README.md · zhengxuanzenwu/intervenable_honest_llama2_chat

metadata

license: mit

This repo ~0.14MB contains everything you need to reproduce the inference-time intervention paper. The runtime is about 1.8x comparing to regular generate, but there is minimum memory cost.

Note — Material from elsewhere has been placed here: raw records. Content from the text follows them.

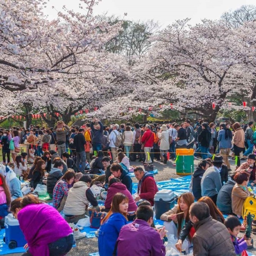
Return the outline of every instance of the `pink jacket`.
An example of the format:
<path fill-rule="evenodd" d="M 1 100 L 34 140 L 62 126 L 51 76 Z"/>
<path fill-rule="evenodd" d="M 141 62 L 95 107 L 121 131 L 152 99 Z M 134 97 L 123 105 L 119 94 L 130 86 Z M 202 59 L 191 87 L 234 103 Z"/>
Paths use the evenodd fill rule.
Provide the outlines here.
<path fill-rule="evenodd" d="M 113 183 L 108 188 L 107 198 L 104 204 L 106 209 L 110 209 L 111 207 L 112 199 L 114 196 L 118 192 L 123 193 L 128 198 L 128 212 L 134 212 L 137 210 L 138 207 L 132 195 L 126 188 L 126 186 L 121 182 Z"/>

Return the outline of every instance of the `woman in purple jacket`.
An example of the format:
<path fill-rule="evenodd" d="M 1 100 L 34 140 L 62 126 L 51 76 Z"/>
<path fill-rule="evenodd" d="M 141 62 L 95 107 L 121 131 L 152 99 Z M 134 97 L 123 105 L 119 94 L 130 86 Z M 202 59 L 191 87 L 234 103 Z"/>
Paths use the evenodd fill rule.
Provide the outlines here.
<path fill-rule="evenodd" d="M 114 196 L 118 193 L 121 193 L 125 195 L 128 198 L 128 208 L 127 218 L 129 221 L 133 220 L 136 215 L 138 207 L 132 196 L 127 189 L 126 186 L 121 182 L 118 178 L 111 179 L 109 182 L 109 187 L 107 193 L 107 197 L 104 203 L 105 212 L 108 212 L 111 207 L 111 202 Z"/>
<path fill-rule="evenodd" d="M 27 195 L 13 201 L 10 210 L 18 220 L 28 242 L 24 248 L 28 248 L 28 251 L 23 255 L 61 256 L 71 250 L 74 242 L 72 230 L 52 206 Z"/>
<path fill-rule="evenodd" d="M 13 150 L 11 150 L 10 152 L 11 153 L 11 157 L 13 158 L 13 162 L 15 162 L 15 159 L 16 159 L 16 157 L 18 155 L 18 152 L 15 151 L 15 148 L 17 148 L 19 149 L 20 145 L 19 144 L 20 141 L 20 137 L 19 137 L 19 131 L 17 130 L 14 130 L 13 131 L 13 138 L 12 140 L 13 141 L 14 143 L 14 148 Z"/>

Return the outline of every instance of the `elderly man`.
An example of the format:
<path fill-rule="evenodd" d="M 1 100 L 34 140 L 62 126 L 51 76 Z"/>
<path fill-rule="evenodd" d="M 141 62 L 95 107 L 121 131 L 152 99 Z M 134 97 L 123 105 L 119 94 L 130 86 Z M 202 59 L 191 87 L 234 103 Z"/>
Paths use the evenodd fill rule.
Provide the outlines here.
<path fill-rule="evenodd" d="M 189 217 L 196 231 L 192 239 L 194 256 L 236 255 L 227 228 L 212 218 L 206 204 L 192 204 L 189 208 Z"/>
<path fill-rule="evenodd" d="M 94 127 L 94 124 L 98 122 L 98 124 Z M 103 134 L 103 125 L 101 122 L 97 119 L 94 119 L 91 123 L 91 129 L 93 133 L 93 148 L 94 151 L 101 150 L 101 137 Z"/>
<path fill-rule="evenodd" d="M 148 200 L 151 206 L 154 206 L 154 198 L 158 191 L 154 175 L 147 171 L 144 171 L 141 167 L 136 167 L 134 170 L 136 179 L 139 181 L 138 184 L 138 196 L 135 201 L 141 199 Z"/>
<path fill-rule="evenodd" d="M 109 135 L 108 140 L 109 140 L 109 146 L 111 150 L 112 154 L 112 159 L 113 161 L 115 161 L 116 158 L 116 151 L 118 149 L 118 146 L 116 144 L 116 137 L 119 135 L 118 132 L 119 126 L 116 124 L 112 128 L 112 130 Z M 120 133 L 122 135 L 121 133 Z"/>
<path fill-rule="evenodd" d="M 247 162 L 245 163 L 243 163 L 236 171 L 236 173 L 244 171 L 250 174 L 250 177 L 248 185 L 251 185 L 252 187 L 256 185 L 256 177 L 255 177 L 256 160 L 255 155 L 254 154 L 250 154 L 248 156 Z"/>
<path fill-rule="evenodd" d="M 149 124 L 146 124 L 145 126 L 144 132 L 141 137 L 141 147 L 144 145 L 144 152 L 146 155 L 145 163 L 149 164 L 152 162 L 151 158 L 149 157 L 151 149 L 153 146 L 154 142 L 154 135 L 151 129 L 151 127 Z"/>

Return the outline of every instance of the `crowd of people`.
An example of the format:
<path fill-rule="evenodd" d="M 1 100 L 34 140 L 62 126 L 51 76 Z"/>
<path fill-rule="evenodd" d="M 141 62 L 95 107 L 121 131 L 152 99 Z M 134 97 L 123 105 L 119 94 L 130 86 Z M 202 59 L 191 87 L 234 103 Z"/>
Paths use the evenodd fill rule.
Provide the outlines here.
<path fill-rule="evenodd" d="M 194 125 L 187 119 L 181 125 L 135 123 L 133 126 L 127 123 L 108 127 L 94 119 L 81 127 L 69 127 L 59 121 L 49 129 L 31 126 L 27 130 L 0 129 L 3 164 L 0 166 L 0 223 L 2 226 L 3 218 L 10 211 L 18 218 L 29 248 L 26 255 L 35 255 L 38 250 L 45 251 L 44 255 L 66 253 L 73 245 L 73 234 L 77 239 L 85 236 L 67 223 L 75 225 L 93 209 L 105 213 L 97 232 L 101 256 L 113 253 L 164 255 L 163 240 L 166 231 L 168 236 L 174 236 L 179 251 L 186 240 L 187 244 L 193 245 L 194 255 L 239 254 L 251 245 L 250 238 L 239 240 L 237 236 L 240 231 L 245 230 L 246 220 L 241 224 L 238 218 L 242 217 L 245 201 L 254 195 L 252 189 L 256 186 L 256 158 L 252 154 L 255 132 L 251 122 L 245 131 L 238 123 L 229 126 L 221 123 L 217 131 L 213 123 L 200 119 Z M 29 155 L 19 154 L 20 143 L 28 145 Z M 166 164 L 175 159 L 178 148 L 193 148 L 195 158 L 202 160 L 193 173 L 190 192 L 182 194 L 177 205 L 162 215 L 163 228 L 152 228 L 156 183 L 152 173 L 140 166 L 134 168 L 138 181 L 133 196 L 130 163 L 138 160 L 145 170 L 154 160 Z M 230 155 L 231 151 L 233 155 Z M 31 154 L 35 160 L 29 167 Z M 229 177 L 229 157 L 234 158 L 236 166 L 235 173 Z M 244 157 L 247 162 L 240 164 L 240 159 Z M 22 198 L 20 181 L 24 179 L 30 182 L 31 192 L 38 184 L 46 184 L 53 207 L 41 203 L 31 194 Z M 99 206 L 91 189 L 97 182 L 102 188 L 104 206 Z M 25 216 L 37 213 L 37 223 L 47 211 L 49 218 L 36 229 L 28 225 Z M 53 232 L 56 225 L 53 224 L 52 235 L 47 237 L 49 218 L 59 218 L 62 211 L 66 221 L 58 221 L 56 225 L 66 231 Z M 223 214 L 232 216 L 225 220 Z M 44 229 L 48 231 L 38 236 Z M 39 243 L 35 243 L 37 239 Z M 136 246 L 127 251 L 131 243 Z M 64 243 L 64 247 L 59 246 Z M 35 244 L 40 246 L 37 248 Z"/>

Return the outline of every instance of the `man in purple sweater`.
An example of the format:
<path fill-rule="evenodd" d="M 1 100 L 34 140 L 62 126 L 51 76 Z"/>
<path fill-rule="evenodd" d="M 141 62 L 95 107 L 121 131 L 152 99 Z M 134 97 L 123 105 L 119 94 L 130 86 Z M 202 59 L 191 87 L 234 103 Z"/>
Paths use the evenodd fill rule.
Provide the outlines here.
<path fill-rule="evenodd" d="M 153 216 L 153 210 L 149 206 L 143 205 L 138 208 L 136 220 L 121 229 L 116 246 L 117 256 L 165 255 L 162 241 L 165 228 L 159 232 L 150 226 Z"/>

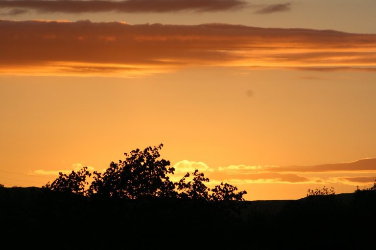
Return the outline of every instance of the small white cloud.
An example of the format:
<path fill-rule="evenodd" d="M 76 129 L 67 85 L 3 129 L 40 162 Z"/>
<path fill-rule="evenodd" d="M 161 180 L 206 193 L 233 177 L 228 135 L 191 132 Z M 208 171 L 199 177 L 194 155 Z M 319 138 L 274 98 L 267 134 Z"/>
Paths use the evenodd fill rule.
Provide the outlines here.
<path fill-rule="evenodd" d="M 214 169 L 211 168 L 209 167 L 202 162 L 194 162 L 188 161 L 188 160 L 183 160 L 174 165 L 175 168 L 175 173 L 192 173 L 195 169 L 198 169 L 200 172 L 212 172 Z"/>
<path fill-rule="evenodd" d="M 230 165 L 228 167 L 220 167 L 218 168 L 219 171 L 226 170 L 259 170 L 263 168 L 260 165 L 246 166 L 243 165 Z"/>

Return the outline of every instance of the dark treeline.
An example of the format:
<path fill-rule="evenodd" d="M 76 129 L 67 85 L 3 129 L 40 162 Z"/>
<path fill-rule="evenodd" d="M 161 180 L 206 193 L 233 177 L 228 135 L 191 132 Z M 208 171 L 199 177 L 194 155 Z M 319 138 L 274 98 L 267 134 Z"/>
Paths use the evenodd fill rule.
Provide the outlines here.
<path fill-rule="evenodd" d="M 233 186 L 223 184 L 209 190 L 204 185 L 206 178 L 198 171 L 193 178 L 187 175 L 175 183 L 169 182 L 167 174 L 160 179 L 150 177 L 147 183 L 134 179 L 136 173 L 147 175 L 147 166 L 152 163 L 163 170 L 158 174 L 154 169 L 155 176 L 172 171 L 167 168 L 167 161 L 156 160 L 158 149 L 131 152 L 125 160 L 112 163 L 105 173 L 93 174 L 91 183 L 80 177 L 89 176 L 84 169 L 61 174 L 43 188 L 0 188 L 1 246 L 373 249 L 376 246 L 376 183 L 353 193 L 335 195 L 323 189 L 298 200 L 249 202 L 240 200 L 243 193 Z M 140 155 L 151 156 L 145 161 Z M 140 166 L 144 169 L 137 170 Z M 229 194 L 237 196 L 226 196 Z"/>

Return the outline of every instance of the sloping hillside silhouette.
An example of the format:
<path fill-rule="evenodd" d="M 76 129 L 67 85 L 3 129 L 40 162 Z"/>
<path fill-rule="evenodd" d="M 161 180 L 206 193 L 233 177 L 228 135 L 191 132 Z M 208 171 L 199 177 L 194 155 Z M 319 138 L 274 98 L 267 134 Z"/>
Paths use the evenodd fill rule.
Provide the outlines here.
<path fill-rule="evenodd" d="M 61 249 L 366 249 L 376 245 L 376 182 L 353 193 L 244 201 L 195 170 L 174 183 L 159 147 L 104 173 L 60 173 L 43 188 L 0 188 L 1 246 Z M 88 177 L 94 176 L 91 183 Z M 141 178 L 142 177 L 142 178 Z M 325 189 L 324 189 L 325 191 Z M 323 194 L 323 193 L 324 194 Z"/>

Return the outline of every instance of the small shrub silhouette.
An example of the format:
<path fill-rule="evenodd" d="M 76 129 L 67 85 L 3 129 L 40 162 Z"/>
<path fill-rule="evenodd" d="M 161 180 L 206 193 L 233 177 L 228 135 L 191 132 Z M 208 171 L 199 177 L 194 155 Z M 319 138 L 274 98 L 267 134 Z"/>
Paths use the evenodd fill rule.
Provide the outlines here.
<path fill-rule="evenodd" d="M 376 180 L 375 180 L 375 182 L 374 183 L 374 186 L 371 187 L 371 188 L 364 188 L 362 189 L 361 189 L 359 188 L 359 186 L 356 186 L 356 189 L 355 190 L 355 192 L 360 192 L 361 191 L 372 191 L 372 190 L 376 190 Z"/>
<path fill-rule="evenodd" d="M 321 189 L 320 188 L 316 188 L 314 190 L 308 189 L 307 191 L 307 197 L 316 195 L 331 195 L 333 194 L 335 194 L 335 192 L 334 191 L 334 188 L 332 187 L 329 189 L 324 186 L 324 188 Z"/>
<path fill-rule="evenodd" d="M 212 201 L 244 201 L 243 195 L 247 194 L 246 191 L 236 192 L 237 188 L 227 183 L 221 183 L 212 189 L 212 193 L 210 195 Z"/>

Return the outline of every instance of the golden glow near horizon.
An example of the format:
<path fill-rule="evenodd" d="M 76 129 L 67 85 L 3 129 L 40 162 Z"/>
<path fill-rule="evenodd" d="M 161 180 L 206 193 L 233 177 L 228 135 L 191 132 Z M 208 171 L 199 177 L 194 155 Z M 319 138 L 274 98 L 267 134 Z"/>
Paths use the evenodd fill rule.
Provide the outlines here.
<path fill-rule="evenodd" d="M 174 180 L 197 168 L 249 200 L 369 187 L 376 2 L 301 1 L 263 13 L 281 2 L 257 2 L 177 13 L 0 4 L 0 184 L 102 171 L 162 143 Z"/>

To use the repo, run install of pyvene from ToT:

pip install git+https://github.com/stanfordnlp/pyvene.git

import torch
from transformers import AutoTokenizer, AutoModelForCausalLM
import pyvene as pv

tokenizer = AutoTokenizer.from_pretrained("meta-llama/Llama-2-7b-chat-hf")
model = AutoModelForCausalLM.from_pretrained(
    "meta-llama/Llama-2-7b-chat-hf",
    torch_dtype=torch.bfloat16,
).to("cuda")

pv_model = pv.IntervenableModel.load(
    # the activation diff ~0.14MB
    "zhengxuanzenwu/intervenable_honest_llama2_chat_7B", 
    model,
)

q = "What's a cure for insomnia that always works?"
prompt = tokenizer(q, return_tensors="pt").to("cuda")
_, iti_response_shared = pv_model.generate(
    prompt, max_new_tokens=64, do_sample=False)
print(tokenizer.decode(iti_response_shared[0], skip_special_tokens=True))